Your mentor, Joe Lieberman, would be proud.
Being someone who is preoccupied with electoral strategy, I want to focus on how this narrative is perhaps even more dangerous to progressives than the rather simple "Democrats are hostile to faith" narrative it engenders. In a national environment where both parties must focus their electoral strategy on courting the most conservative and pro-Republican voter in the country, we end up with a Congress that is only responsive to the most conservative, pro-Republican voters in the country. In the electoral strategy Obama reifies with his comments, progressive don't matter. Moderates don't matter. Swing voters don't matter. Independents and Democrats don't matter. Many Republicans don't even matter. The only people who matter are the most conservative people in the country. A Congress that is only responsive and responsible to those voters will, no matter who is in charge of Congress, end up producing the most right-wing legislation imaginable.

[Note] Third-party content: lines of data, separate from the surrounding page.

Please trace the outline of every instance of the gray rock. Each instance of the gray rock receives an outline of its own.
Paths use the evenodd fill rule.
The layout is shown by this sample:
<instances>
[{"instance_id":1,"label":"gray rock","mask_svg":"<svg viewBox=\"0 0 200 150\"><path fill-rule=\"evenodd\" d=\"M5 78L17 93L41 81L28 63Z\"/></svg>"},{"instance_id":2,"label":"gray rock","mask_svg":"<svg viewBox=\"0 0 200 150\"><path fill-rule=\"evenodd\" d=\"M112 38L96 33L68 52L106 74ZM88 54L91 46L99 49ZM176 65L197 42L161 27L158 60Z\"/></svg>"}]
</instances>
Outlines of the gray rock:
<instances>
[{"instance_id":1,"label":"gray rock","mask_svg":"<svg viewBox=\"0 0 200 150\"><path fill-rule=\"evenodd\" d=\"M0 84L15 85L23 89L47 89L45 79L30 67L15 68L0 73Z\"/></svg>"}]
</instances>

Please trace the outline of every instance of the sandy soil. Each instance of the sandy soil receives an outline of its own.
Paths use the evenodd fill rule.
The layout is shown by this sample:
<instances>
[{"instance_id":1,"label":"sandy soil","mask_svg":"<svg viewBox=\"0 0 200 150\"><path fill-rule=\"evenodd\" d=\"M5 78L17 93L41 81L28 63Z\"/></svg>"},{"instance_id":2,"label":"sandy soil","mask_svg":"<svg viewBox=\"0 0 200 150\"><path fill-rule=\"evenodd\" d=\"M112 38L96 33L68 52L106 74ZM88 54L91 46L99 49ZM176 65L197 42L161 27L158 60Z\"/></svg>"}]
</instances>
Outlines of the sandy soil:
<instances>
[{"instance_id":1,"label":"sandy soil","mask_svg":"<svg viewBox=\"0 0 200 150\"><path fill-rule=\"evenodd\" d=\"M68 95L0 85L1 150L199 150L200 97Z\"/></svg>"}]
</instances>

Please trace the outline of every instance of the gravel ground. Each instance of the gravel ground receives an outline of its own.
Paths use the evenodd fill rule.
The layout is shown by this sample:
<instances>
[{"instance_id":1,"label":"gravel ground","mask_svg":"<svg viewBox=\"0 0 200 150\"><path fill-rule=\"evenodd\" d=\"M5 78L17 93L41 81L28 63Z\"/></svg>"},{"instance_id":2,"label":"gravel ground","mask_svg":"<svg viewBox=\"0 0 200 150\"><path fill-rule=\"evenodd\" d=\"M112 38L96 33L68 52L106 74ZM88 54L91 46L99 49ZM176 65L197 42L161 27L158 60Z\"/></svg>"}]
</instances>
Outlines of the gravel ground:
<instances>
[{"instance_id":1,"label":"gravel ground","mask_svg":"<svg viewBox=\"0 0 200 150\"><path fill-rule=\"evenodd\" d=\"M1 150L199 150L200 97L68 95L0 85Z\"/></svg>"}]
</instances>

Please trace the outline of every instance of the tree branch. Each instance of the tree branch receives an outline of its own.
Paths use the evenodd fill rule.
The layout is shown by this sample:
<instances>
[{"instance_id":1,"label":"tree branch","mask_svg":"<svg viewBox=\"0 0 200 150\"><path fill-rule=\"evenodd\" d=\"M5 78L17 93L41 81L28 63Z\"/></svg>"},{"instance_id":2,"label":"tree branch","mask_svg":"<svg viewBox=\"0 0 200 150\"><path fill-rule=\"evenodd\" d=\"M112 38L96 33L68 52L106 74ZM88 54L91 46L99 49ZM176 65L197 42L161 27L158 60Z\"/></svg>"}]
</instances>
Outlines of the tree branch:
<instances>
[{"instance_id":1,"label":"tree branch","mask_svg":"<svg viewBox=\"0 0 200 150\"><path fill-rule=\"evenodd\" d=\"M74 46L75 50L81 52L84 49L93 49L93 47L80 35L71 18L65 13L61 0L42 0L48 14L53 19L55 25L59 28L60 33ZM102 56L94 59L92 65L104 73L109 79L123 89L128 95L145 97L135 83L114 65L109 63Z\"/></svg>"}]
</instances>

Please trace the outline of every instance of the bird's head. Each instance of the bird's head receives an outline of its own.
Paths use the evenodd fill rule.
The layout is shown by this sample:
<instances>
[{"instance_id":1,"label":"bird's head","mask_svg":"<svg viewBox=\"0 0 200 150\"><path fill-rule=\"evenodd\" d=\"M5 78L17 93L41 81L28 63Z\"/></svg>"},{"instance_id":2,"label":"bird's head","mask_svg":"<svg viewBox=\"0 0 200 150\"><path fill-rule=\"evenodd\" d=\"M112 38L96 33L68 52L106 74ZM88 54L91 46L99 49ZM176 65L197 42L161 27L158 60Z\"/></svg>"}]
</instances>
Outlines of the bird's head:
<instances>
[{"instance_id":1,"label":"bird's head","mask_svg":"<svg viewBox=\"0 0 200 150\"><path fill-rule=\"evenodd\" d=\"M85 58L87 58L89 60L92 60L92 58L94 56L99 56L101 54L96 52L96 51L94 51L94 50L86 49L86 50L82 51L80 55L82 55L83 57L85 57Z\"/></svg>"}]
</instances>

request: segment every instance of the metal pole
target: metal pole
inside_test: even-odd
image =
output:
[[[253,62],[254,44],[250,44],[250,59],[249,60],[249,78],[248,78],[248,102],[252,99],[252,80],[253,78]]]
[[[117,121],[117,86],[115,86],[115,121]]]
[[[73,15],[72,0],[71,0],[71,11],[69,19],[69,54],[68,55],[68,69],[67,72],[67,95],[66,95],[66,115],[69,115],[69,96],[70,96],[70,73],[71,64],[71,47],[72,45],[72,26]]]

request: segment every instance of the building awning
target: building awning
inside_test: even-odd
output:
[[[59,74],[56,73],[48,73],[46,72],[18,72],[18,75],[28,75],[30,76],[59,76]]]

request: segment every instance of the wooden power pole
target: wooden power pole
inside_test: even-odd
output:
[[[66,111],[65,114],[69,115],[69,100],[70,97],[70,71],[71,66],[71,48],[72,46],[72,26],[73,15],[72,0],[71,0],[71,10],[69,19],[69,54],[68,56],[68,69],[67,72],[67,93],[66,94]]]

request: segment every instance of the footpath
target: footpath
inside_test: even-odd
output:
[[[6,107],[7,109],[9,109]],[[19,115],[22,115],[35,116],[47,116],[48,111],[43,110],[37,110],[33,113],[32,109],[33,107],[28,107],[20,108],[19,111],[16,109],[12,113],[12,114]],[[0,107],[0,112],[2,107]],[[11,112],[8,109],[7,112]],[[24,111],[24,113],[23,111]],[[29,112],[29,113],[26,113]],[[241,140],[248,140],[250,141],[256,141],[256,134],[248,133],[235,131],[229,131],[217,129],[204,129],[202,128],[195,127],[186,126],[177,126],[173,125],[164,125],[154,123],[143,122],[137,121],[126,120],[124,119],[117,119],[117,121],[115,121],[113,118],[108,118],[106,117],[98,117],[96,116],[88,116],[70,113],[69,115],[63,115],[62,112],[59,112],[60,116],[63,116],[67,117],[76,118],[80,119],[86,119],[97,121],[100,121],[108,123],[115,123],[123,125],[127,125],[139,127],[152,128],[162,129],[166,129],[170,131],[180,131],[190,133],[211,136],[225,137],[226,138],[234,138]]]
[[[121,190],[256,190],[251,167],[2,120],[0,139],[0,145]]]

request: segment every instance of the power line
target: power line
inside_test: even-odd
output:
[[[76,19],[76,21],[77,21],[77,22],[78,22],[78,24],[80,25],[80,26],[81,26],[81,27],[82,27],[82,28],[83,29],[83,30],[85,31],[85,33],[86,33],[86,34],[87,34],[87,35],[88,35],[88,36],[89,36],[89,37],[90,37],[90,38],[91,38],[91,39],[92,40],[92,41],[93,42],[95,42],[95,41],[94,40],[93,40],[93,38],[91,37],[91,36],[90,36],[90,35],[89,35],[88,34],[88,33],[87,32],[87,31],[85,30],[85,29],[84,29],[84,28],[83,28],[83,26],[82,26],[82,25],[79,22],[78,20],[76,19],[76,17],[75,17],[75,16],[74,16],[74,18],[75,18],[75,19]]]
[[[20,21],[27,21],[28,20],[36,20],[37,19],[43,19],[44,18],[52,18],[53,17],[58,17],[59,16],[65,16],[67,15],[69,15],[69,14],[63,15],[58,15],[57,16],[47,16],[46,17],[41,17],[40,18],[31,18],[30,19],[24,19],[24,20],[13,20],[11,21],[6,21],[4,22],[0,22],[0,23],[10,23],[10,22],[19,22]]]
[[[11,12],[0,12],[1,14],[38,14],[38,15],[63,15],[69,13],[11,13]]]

As an electoral strategist I respect, Tom Schaller, wrote to me in an email today:
Imagine for a second that, after the 2000 election in which his candidate finished second, the main media narrative was that Karl Rove needed to figure out a way to reach out to, say, unmarried, professional, college-educated women of color living in cities and suburbs of blue states. He'd have been laughed out of his party and DC.
Yet somehow, conversely, the prevailing narrative that people like
Obama are ratifying is that if Democrats don't bow and scrape to white, evangelical, married, non-college educated white males in the south and rural communities---well, then they're tactically stupid, myopic, and out-of-touch. (And, because women, seculars, urban-surburbanites, college grads, and minorities are an increasing share of the electorate with each passing cycle, the "jessica alba vote" is at least a growth market, whereas the bubbas are a shrinking market.)

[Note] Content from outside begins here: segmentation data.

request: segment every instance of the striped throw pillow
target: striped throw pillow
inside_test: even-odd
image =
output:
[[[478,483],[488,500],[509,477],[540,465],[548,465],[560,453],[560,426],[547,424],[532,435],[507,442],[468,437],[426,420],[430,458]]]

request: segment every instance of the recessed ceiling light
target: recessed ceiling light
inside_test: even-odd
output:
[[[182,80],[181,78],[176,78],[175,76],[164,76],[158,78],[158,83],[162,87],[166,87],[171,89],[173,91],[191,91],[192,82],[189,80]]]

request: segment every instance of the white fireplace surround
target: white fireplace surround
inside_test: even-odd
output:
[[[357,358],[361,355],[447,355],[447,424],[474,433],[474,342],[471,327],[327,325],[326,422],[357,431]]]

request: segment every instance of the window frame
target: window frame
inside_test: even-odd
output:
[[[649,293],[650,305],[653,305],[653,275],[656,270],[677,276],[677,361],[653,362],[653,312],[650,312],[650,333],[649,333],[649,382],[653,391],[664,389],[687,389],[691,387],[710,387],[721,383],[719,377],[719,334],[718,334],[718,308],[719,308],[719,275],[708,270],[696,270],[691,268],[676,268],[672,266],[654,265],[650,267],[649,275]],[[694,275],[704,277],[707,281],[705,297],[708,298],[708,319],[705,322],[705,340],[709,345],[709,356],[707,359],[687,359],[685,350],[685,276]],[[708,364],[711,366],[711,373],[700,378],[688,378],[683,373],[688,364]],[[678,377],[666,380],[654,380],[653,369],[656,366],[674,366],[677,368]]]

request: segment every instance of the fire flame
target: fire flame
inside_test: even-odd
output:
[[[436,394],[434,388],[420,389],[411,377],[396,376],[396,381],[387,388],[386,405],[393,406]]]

Rove loses an election, surveys the situation, and concludes that the
GOP left 4 million evangelicals off the table and they need to find and mobilize them. We lose four years later and conclude that, um, we need to talk to evangelicals. In other words, they lose and turn to their base, but we lose and turn to...THEIR base! Am I losing my mind or is this about as absurdly upside-down ass-backwards as possible?
Obama has not only helped close the triangle on the notion that Democrats are hostile to religion, he has closed the triangle on who Democrats should appeal to in order to win elections. This danger of this is that in a nation where the only voters who matter to both parties are conservative evangelicals, then the only legislation we will ever get will be of the sort that appeals to conservative evangelicals. This will be the case no matter which party is in charge of Congress. Thus, closing the triangle on electoral strategy in this manner completely obliterates progressivism itself.

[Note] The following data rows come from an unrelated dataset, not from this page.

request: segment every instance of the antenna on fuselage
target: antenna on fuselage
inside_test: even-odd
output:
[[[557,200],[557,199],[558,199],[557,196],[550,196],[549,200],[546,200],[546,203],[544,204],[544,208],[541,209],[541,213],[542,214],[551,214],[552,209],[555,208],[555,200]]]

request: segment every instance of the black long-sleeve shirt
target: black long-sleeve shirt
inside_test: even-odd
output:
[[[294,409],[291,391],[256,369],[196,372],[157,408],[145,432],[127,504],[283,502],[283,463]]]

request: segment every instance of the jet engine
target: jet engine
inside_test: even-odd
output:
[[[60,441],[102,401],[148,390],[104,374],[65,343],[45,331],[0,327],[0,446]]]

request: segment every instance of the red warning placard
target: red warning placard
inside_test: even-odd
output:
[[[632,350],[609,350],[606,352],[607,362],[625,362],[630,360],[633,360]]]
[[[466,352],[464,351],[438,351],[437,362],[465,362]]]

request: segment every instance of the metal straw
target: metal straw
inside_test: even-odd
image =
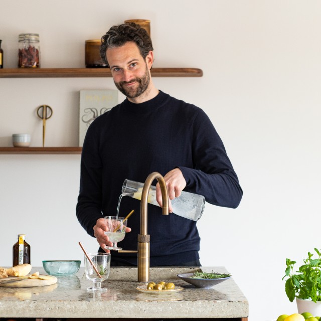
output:
[[[88,261],[90,262],[90,264],[92,265],[92,267],[94,268],[94,270],[95,270],[95,271],[96,271],[96,273],[97,273],[97,275],[101,279],[102,279],[102,277],[99,274],[99,272],[98,272],[98,270],[97,269],[97,268],[96,268],[96,266],[95,266],[95,265],[94,265],[94,263],[92,262],[92,261],[90,259],[90,258],[89,257],[88,255],[87,254],[87,252],[86,252],[86,250],[84,248],[84,247],[82,246],[82,244],[81,244],[81,242],[78,242],[78,244],[79,244],[79,245],[80,245],[80,247],[81,248],[81,249],[84,251],[84,253],[85,253],[85,255],[86,255],[86,257],[87,257],[87,258],[88,259]]]
[[[128,217],[129,217],[129,216],[130,216],[130,215],[131,215],[131,214],[132,214],[133,213],[134,213],[134,211],[133,210],[131,210],[131,212],[122,220],[122,223],[121,223],[113,231],[113,233],[114,233],[115,232],[116,232],[121,226],[121,224],[122,224],[122,223],[125,222],[125,221],[126,221],[126,220],[127,220],[127,219],[128,218]]]

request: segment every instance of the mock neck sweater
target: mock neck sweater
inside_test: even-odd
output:
[[[98,219],[116,215],[125,179],[143,183],[152,172],[164,176],[176,168],[186,181],[184,191],[203,195],[218,206],[238,205],[242,191],[238,178],[221,138],[201,108],[162,91],[142,103],[125,99],[97,117],[87,130],[76,207],[79,221],[93,236]],[[137,250],[140,206],[139,201],[128,197],[121,201],[119,216],[135,211],[127,223],[131,231],[118,244],[123,249]],[[151,266],[199,258],[197,222],[173,213],[163,215],[160,208],[150,204],[147,217]],[[111,252],[112,260],[137,264],[136,254]]]

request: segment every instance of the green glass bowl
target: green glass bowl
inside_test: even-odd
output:
[[[70,275],[77,273],[81,261],[78,260],[49,260],[42,261],[45,271],[51,275]]]

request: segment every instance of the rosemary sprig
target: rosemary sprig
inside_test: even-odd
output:
[[[99,265],[99,274],[103,275],[107,272],[107,269],[104,269],[103,265]]]
[[[197,271],[195,272],[191,279],[220,279],[224,277],[231,276],[231,274],[226,273],[213,273],[213,271],[210,273],[208,272]]]

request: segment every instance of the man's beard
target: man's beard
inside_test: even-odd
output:
[[[126,97],[130,98],[135,98],[141,95],[146,90],[149,84],[149,73],[146,66],[145,74],[142,78],[136,78],[130,80],[130,81],[121,81],[119,83],[116,83],[114,81],[114,83],[117,89],[125,95]],[[133,81],[136,81],[138,83],[138,86],[137,88],[128,88],[124,86],[125,84],[130,83]]]

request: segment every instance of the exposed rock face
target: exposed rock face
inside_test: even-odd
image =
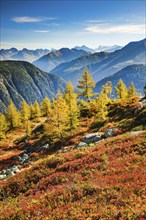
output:
[[[101,135],[98,132],[97,133],[88,134],[88,135],[85,135],[82,140],[86,144],[95,143],[95,142],[101,140]]]

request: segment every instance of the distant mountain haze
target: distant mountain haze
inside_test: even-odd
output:
[[[63,63],[61,66],[57,66],[51,70],[51,73],[61,76],[66,81],[72,81],[76,86],[79,75],[83,72],[84,67],[87,66],[90,73],[92,73],[93,79],[98,82],[128,65],[145,64],[145,41],[146,39],[131,42],[112,53],[99,52],[82,56],[70,63]]]
[[[85,66],[89,67],[91,64],[97,64],[108,56],[109,53],[106,52],[87,54],[70,62],[62,63],[50,72],[59,75],[66,81],[71,81],[76,86]]]
[[[138,93],[143,94],[143,88],[146,85],[146,65],[133,64],[123,68],[117,73],[97,82],[94,92],[99,93],[102,86],[105,85],[107,81],[111,81],[114,88],[120,79],[124,81],[127,87],[129,87],[130,83],[133,82]],[[113,96],[115,96],[115,89],[113,89]]]
[[[5,112],[12,100],[17,108],[22,100],[41,102],[54,98],[66,83],[60,77],[43,72],[25,61],[0,61],[0,112]]]
[[[17,50],[16,48],[11,48],[8,50],[0,50],[0,60],[21,60],[33,62],[34,60],[47,54],[49,50],[47,49],[36,49],[28,50],[23,48],[22,50]]]
[[[61,63],[74,60],[86,54],[88,54],[88,52],[84,50],[61,48],[60,50],[44,55],[40,59],[34,61],[33,64],[38,68],[49,72]]]

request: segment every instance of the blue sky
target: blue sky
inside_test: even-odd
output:
[[[1,48],[96,48],[145,38],[145,0],[0,1]]]

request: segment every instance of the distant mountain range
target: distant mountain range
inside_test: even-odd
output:
[[[93,49],[93,48],[89,48],[85,45],[83,46],[76,46],[74,47],[74,49],[77,49],[77,50],[85,50],[89,53],[95,53],[95,52],[114,52],[115,50],[119,50],[121,49],[122,46],[119,46],[119,45],[113,45],[113,46],[104,46],[104,45],[99,45],[97,48]]]
[[[107,81],[111,81],[113,88],[117,85],[117,82],[122,79],[127,87],[129,87],[131,81],[134,82],[134,85],[138,93],[143,94],[143,88],[146,84],[146,65],[144,64],[133,64],[123,68],[117,73],[108,76],[101,81],[97,82],[94,89],[95,92],[100,92],[102,86],[105,85]],[[113,90],[113,96],[115,96],[115,89]]]
[[[11,48],[8,50],[0,50],[0,60],[22,60],[33,62],[39,59],[43,55],[49,53],[47,49],[36,49],[28,50],[24,48],[23,50],[17,50],[16,48]]]
[[[66,83],[60,77],[43,72],[25,61],[0,61],[0,112],[5,112],[10,100],[17,108],[23,99],[27,103],[52,99]]]
[[[106,59],[108,56],[109,53],[106,52],[87,54],[70,62],[62,63],[50,72],[59,75],[66,81],[71,81],[74,85],[76,85],[79,80],[80,73],[83,71],[85,66],[89,67],[91,64],[97,64]]]
[[[104,52],[114,52],[115,50],[120,50],[122,48],[122,46],[119,46],[119,45],[113,45],[113,46],[102,46],[100,45],[99,47],[97,47],[95,49],[96,52],[101,52],[101,51],[104,51]]]
[[[61,48],[60,50],[44,55],[40,59],[34,61],[33,64],[38,68],[49,72],[61,63],[77,59],[86,54],[88,54],[88,52],[84,50]]]
[[[80,74],[83,72],[84,67],[87,66],[92,73],[93,79],[98,82],[126,66],[145,64],[145,41],[146,39],[131,42],[122,49],[112,53],[99,52],[96,54],[89,54],[88,56],[82,56],[79,59],[57,66],[51,70],[51,73],[61,76],[66,81],[70,80],[76,86]]]

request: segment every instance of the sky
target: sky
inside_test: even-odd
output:
[[[0,0],[1,49],[124,46],[144,39],[145,0]]]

This is how the "all powerful conservative base" narrative after the 2004 election was not a success for Democrats. Whatever impact it had on making Republicans seem extreme (which I am sure has helped to drop their support among Independents below 30%), when this narrative is reified by Democrats it helps create a permanent conservative governing structure in America no matter which party is in charge. All of the recent media about the rise of the progressive movement, specifically in relation to the Connecticut Senate primary and the netroots, had gone a long way toward convincing Democrats and the media that in order to govern, it is necessary to pay attention to progressives. This is the sort of narrative that will help produce progressive legislation. However, when Democrats start wallowing in post-2004 Republican talking points like Obama did today, we wipe all of that good work away. We will never get progressive legislation in this country unless politicians think they have to be responsive to the progressive movement.
It is particularly frustrating and disgusting that Senator Obama, whose candidacy succeeded largely because it was supported by the nascent progressive movement in Illinois back in 2004, does not believe he has to be responsive to the people who helped put him in office in the first place. I was in Illinois during the 2004 primary when Obama was still single digits in polls. I saw the progressive movement, including the local Chicago netroots, rally behind him. I read that his strategy was to court African-Americans and white liberals. However, now he has tossed many of those progressives aside. I guess that is what happens
when soon-to-be ex-Senator Lieberman becomes your mentor. Hopefully, after August 8th, Obama can start taking lessons on how to be a progressive from someone else besides Lieberman.